Minnesotans and others who want to protect the Boundary Waters Canoe Area Wilderness (BWCA) have not had enough time to register concerns about controversial federal plans to grant 10-year mineral lease renewals to a company pursuing a copper-nickel mine on this beloved preserve’s edge.
The federal agency overseeing the leases ended the public comment period far too soon and needs to honor a reasonable request from several members of the state’s congressional delegation to considerably extend the time allotted. The Bureau of Land Management (BLM) oversees the leases and Twin Metals Minnesota is the company seeking them. The firm is owned by Antofagasta, a Chilean-based mining conglomerate.
Several companies hope to tap the rich reserves of copper, nickel and precious metal in northeast Minnesota, but Twin Metals’ proximity to the BWCA heightens environmental concerns. Unlike PolyMet, a northeast Minnesota copper mine project that recently received key final permits, Twin Metals’ would be located within the BWCA’s watershed. Pollution potentially discharged from it would flow toward the protected, pristine waters.
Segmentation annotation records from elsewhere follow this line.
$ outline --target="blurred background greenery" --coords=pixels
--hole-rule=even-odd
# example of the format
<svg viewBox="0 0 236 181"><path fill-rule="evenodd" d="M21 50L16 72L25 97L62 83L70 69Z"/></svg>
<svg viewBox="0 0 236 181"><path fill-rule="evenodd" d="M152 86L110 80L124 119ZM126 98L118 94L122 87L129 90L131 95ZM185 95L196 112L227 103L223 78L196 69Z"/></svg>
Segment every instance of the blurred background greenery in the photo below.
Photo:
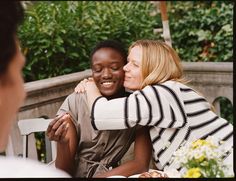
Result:
<svg viewBox="0 0 236 181"><path fill-rule="evenodd" d="M101 40L116 39L126 48L138 39L163 40L159 8L150 1L24 1L24 5L26 17L18 35L27 59L26 82L89 68L90 51ZM167 1L172 46L183 61L233 61L233 5ZM220 105L221 116L233 123L232 104L220 98ZM36 134L42 162L44 136Z"/></svg>
<svg viewBox="0 0 236 181"><path fill-rule="evenodd" d="M25 81L89 68L92 47L117 39L160 39L161 15L149 1L37 1L27 3L19 29ZM232 61L233 2L167 1L173 47L183 61Z"/></svg>

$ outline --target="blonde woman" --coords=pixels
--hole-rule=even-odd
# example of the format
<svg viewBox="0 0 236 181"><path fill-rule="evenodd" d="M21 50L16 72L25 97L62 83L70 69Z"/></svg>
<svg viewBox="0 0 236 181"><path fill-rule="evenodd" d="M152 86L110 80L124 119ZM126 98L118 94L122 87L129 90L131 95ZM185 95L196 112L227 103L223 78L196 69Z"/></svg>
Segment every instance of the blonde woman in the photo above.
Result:
<svg viewBox="0 0 236 181"><path fill-rule="evenodd" d="M127 98L107 100L90 79L85 89L97 130L150 126L153 159L158 170L178 168L171 162L186 141L207 136L224 141L225 162L233 165L233 127L217 116L206 99L186 85L177 53L167 44L139 40L129 48L124 86L134 92Z"/></svg>

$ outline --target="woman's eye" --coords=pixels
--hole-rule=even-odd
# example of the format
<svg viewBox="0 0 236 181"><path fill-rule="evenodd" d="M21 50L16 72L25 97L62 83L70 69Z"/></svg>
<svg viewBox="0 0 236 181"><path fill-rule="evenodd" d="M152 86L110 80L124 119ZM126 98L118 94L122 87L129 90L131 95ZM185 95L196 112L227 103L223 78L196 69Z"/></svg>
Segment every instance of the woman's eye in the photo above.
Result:
<svg viewBox="0 0 236 181"><path fill-rule="evenodd" d="M94 72L101 72L102 69L101 69L101 68L93 68L93 71L94 71Z"/></svg>
<svg viewBox="0 0 236 181"><path fill-rule="evenodd" d="M119 70L119 67L111 67L112 70Z"/></svg>

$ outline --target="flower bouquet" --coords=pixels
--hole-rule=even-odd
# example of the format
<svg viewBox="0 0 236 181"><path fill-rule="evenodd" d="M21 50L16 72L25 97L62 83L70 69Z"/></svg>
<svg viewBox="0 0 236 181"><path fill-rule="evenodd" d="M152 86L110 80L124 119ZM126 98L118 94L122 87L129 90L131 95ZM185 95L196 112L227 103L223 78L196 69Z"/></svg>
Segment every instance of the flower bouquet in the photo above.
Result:
<svg viewBox="0 0 236 181"><path fill-rule="evenodd" d="M220 178L230 177L228 165L223 164L222 157L226 154L223 142L208 137L181 146L172 158L183 168L181 177L184 178Z"/></svg>

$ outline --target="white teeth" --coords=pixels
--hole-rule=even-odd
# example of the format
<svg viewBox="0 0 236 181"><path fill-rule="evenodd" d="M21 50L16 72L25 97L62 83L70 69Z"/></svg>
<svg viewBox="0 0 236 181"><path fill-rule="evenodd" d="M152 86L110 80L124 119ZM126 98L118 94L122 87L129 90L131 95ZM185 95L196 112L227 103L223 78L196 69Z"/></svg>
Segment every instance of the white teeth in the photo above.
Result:
<svg viewBox="0 0 236 181"><path fill-rule="evenodd" d="M103 82L102 84L103 85L111 85L111 84L113 84L113 82Z"/></svg>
To be clear, the proposed Twin Metals mine would not lie within the BWCA. But details that have been made available suggest that a critical component of its operations — its ore-processing facility — could be located 0.38 of a mile from the shoreline of Birch Lake, whose waters flow into the BWCA. This facility is where rock would be milled and go through a process to separate out metal. Similar mines use a flotation process to do this, which involves water that must then be discharged. The short path for any pollutants to get from this proposed facility to Birch Lake is troubling — and why careful scrutiny is needed even though it is still years away from becoming reality and may not clear the regulatory hurdles.
Part of that scrutiny involves giving the public time to become informed about key regulatory decisions and to weigh in on them. The timeline following BLM mineral lease announcement illustrates the inadequacy of the public comment period. BLM released its cursory environmental review undergirding the lease renewal on Dec. 20 and made it available for public comment through Jan. 22, according to a spokesman. It subsequently extended the period to Jan. 30.
The paltry time frame was too short to begin with and does not make up for the serious hurdles faced by citizens, businesses and local and tribal governments who wanted to comment either for or against the lease decision. A key reason: The recent partial government shutdown encompassed almost all of that time — a concern noted in a Jan. 18 letter signed by Minnesota U.S. Reps. Betty McCollum, Ilhan Omar and Dean Phillips and four other House members.
“Many of the staff that Americans would typically reach out to for assistance have been furloughed for most of this comment period,” McCollum’s office said in a statement. “Much of the comment period also overlapped with the Christmas and New Year holidays, creating another potential burden for the public to comment.”
There also were technical “outages” with the BLM server, causing problems for those wanting to comment electronically. Concerns sent by alternate means faced difficulty, as well. A spokesman for the Campaign to Save the Boundary Waters said in a Jan. 22 Star Tribune story that the organization tried to send comments via FedEx but was told by the carrier that no one was available at the agency’s door to pick up them up.
It is unclear if the amount of time granted for public comment on this lease decision is typical. But generally when there is more public interest or more serious environmental risks are involved, officials will extend the comment period. U.S. Sens. Amy Klobuchar and Tina Smith have called for an extension, and McCollum wants to ensure the public has a minimum of 60 days to comment when the government is operating.
So what’s the downside of an extension? A BLM spokesman declined to answer, and a Twin Metals spokesman provided a vague statement about welcoming input, adding that there have been multiple opportunities for it.
Frank Ongaro, executive director of the Mining Minnesota trade group, had this to say: “The public comment period for input on the Environmental Assessment for Twin Metals leases renewal was sufficient. We had no objection to BLM’s short extension to the comment period. The BLM determined in the environmental assessment that there are no environmental concerns. No additional extension is necessary.”
McCollum and other members of Minnesota’s congressional delegation have raised reasonable concerns. The BLM should grant additional time to mitigate the damaging perception that the agency really doesn’t want citizens to have a say.